González Rodríguez: El narcocorrido es una actualización a la altura de los tiempos de formas antiguas de comunicar y dejar constancia a través de canciones de actos, reales o ficticios, en la mentalidad popular. Es una suerte de épica menor e inversa, y se limita a ser un reflejo de una realidad más compleja que las fantasías de los traficantes de drogas y sus compositores y cantantes. En sociedades en crisis como la mexicana, los contravalores de la delincuencia son también materia para las ilusiones de los que poco o nada tienen. La lucha contra la ley es hoy en día un imperativo de supervivencia para muchos. El poder corruptor del narcotráfico es un arma política y económica de primera importancia en México. Los narcotraficantes tienen aliados en todas las instituciones. La guerra que ahora se vive en México contra el narcotráfico tiene visos de guerra civil: el estado y los gobiernos combaten contra la otra parte del Estado y los gobiernos.
Terra Magazine: Acaso vinculado a esto: la droga parece estar siempre presente, pero en muchos de los asesinatos documentados hay un plus todavía más siniestro: satanismo, brujería, sacrificios rituales, etcétera. ¿A qué podría deberse que la barbarie tomara además esa forma?
González Rodríguez: La ideología satanista o brujeril es un componente más de la violencia cotidiana en territorios y actividades de alto riesgo. En México está demostrada, como en Colombia, la existencia de la brujería vinculada al narcotráfico. En una parte de los asesinatos sistemáticos contra mujeres en Ciudad Juárez, se ha encontrado la evidencia de aquellos contenidos. En la frontera entre México y los Estados Unidos prolifera la brujería satanista, la santeria, el vudú, y cultos sacrificiales como San La Muerte.

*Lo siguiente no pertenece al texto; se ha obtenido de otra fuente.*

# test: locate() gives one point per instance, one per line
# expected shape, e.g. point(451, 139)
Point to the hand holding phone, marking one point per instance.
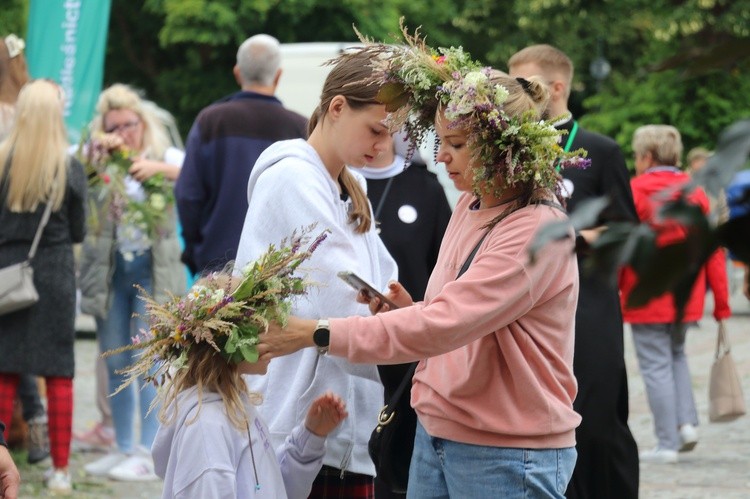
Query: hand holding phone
point(363, 286)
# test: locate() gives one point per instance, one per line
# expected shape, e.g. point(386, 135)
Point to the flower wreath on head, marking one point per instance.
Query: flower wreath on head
point(509, 150)
point(226, 311)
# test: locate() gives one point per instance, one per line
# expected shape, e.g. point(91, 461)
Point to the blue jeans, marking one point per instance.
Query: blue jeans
point(443, 468)
point(124, 320)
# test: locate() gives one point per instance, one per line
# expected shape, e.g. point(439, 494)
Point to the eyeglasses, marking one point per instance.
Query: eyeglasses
point(123, 127)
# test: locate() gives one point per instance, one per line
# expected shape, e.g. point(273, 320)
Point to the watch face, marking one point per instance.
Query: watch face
point(322, 337)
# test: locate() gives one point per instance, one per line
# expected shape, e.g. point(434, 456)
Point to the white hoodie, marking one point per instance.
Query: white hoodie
point(208, 457)
point(289, 189)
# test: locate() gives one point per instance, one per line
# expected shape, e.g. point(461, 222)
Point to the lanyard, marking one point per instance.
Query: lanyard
point(569, 143)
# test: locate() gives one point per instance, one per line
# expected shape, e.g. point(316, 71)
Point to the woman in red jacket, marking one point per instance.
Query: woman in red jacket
point(659, 341)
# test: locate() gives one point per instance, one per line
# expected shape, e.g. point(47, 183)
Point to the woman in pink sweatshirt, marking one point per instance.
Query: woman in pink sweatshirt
point(494, 388)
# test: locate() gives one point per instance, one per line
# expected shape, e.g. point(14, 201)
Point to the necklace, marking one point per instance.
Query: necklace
point(252, 455)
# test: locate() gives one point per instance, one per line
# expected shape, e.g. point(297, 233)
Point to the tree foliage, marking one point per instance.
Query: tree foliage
point(681, 62)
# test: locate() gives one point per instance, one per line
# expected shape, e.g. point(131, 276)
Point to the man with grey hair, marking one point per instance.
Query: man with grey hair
point(223, 144)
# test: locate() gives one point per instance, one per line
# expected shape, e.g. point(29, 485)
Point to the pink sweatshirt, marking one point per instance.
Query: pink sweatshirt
point(498, 341)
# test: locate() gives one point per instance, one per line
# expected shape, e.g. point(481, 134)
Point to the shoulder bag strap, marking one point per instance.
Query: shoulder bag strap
point(410, 373)
point(40, 228)
point(473, 253)
point(45, 215)
point(400, 390)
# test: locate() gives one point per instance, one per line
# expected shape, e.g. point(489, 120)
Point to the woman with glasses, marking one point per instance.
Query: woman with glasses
point(118, 255)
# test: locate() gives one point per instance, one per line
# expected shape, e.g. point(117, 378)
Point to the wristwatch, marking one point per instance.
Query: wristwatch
point(322, 336)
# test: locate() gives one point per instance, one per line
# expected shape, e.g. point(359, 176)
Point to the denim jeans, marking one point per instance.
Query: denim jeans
point(124, 320)
point(443, 468)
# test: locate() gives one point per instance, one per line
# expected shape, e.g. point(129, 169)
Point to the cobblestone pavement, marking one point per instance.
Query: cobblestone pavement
point(718, 467)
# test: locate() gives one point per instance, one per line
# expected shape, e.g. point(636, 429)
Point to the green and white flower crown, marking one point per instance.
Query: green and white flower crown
point(416, 81)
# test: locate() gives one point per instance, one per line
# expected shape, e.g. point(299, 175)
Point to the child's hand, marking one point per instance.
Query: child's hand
point(325, 414)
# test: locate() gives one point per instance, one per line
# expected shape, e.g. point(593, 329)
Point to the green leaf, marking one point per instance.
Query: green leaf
point(585, 216)
point(662, 274)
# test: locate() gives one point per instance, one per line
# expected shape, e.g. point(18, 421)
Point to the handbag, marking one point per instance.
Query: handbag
point(726, 400)
point(17, 290)
point(392, 441)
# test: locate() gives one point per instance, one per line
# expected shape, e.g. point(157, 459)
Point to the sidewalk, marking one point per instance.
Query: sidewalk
point(720, 465)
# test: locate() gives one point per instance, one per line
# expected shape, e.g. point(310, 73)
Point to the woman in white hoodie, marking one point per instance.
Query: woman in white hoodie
point(297, 183)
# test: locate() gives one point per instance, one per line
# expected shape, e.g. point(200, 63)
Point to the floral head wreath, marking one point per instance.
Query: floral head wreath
point(417, 80)
point(225, 311)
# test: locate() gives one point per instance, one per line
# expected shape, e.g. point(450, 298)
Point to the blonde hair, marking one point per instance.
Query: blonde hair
point(34, 155)
point(121, 96)
point(662, 141)
point(351, 77)
point(208, 370)
point(550, 60)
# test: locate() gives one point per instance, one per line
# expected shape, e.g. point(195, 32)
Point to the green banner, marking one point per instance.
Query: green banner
point(65, 42)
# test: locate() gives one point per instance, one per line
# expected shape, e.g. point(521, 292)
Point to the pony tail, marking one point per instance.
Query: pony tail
point(313, 121)
point(360, 213)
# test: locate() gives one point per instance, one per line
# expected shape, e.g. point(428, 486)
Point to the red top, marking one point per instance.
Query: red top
point(648, 194)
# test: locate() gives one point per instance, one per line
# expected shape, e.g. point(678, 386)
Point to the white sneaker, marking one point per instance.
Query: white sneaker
point(103, 465)
point(689, 437)
point(137, 468)
point(659, 456)
point(58, 481)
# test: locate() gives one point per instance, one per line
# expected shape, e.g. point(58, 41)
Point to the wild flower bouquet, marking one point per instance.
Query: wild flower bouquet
point(226, 311)
point(108, 161)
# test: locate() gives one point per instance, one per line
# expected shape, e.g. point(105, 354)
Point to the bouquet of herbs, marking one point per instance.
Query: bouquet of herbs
point(227, 311)
point(108, 162)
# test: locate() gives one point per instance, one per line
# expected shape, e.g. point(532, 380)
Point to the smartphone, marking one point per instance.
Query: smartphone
point(360, 284)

Terra Magazine: Su diagnóstico de cara al futuro: las noticias que llegan todos los días pueden convertir en escéptico a cualquiera. Pero en fin, ¿cómo cree usted que seguirá esta situación?

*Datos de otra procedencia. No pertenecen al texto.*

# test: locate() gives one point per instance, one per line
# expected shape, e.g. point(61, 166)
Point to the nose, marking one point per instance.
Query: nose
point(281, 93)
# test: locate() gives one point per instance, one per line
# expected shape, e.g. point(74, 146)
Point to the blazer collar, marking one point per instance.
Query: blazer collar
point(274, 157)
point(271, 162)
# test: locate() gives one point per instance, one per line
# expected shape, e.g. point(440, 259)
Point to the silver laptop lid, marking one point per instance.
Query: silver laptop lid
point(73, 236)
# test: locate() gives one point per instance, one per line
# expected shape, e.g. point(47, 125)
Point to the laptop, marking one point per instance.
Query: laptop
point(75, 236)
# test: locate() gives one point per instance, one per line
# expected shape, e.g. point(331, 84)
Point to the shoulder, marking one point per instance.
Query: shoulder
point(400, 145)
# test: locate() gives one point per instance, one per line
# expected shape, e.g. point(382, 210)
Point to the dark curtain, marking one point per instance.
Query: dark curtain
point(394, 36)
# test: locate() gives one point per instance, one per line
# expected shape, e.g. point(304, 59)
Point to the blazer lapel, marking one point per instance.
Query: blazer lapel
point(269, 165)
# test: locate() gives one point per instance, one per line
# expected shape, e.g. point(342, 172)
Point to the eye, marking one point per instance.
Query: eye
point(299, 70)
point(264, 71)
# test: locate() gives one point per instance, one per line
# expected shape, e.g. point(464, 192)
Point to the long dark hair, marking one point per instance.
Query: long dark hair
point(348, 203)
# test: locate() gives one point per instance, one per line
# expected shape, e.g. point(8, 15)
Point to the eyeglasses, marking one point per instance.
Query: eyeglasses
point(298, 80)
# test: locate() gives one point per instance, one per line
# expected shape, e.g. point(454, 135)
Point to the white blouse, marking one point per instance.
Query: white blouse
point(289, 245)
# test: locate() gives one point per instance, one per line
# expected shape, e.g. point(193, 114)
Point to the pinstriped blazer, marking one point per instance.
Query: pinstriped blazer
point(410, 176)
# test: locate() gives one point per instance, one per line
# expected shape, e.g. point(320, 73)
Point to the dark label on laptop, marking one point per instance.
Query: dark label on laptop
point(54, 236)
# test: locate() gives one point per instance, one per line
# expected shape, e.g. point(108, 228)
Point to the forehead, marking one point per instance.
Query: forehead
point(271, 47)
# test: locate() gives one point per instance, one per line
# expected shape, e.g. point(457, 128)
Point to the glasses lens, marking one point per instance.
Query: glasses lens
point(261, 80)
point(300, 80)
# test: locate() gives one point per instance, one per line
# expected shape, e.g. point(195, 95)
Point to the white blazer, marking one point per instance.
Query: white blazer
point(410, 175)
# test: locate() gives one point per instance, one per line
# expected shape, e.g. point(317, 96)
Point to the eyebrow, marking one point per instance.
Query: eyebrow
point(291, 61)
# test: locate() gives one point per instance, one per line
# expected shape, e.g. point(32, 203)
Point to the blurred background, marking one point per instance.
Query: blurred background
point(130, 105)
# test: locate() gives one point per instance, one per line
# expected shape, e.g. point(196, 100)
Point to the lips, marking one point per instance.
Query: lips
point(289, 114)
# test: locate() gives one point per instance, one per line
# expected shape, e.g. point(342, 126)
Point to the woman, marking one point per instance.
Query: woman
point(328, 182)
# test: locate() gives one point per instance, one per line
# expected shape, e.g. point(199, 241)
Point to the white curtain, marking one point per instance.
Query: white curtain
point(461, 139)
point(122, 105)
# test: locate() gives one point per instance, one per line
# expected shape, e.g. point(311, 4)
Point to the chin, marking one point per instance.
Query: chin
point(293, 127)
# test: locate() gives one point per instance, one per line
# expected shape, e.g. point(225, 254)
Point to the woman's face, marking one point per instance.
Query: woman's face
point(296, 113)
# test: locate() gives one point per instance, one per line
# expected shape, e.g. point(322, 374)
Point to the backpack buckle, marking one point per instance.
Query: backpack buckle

González Rodríguez: Mientras persista la impunidad continuarán aquellos y otros crímenes, quizás más sanguinarios. De allí lo importante que es mantener la memoria de lo acontecido. Este tipo de asesinatos contra mujeres tiende a generalizarse en el mundo delincuencial por razones atávicas. La sangre derramada de las víctimas ha servido para fincar la preeminencia masculina desde la antigüedad. Más allá de las ilusiones en el progreso, la igualdad, la falsa democracia, sigue vigente tal fervor en la violencia. Vivimos una época en la que el más alto desarrollo tecnológico de la posmodernidad coincide con el uso de la violencia premoderna.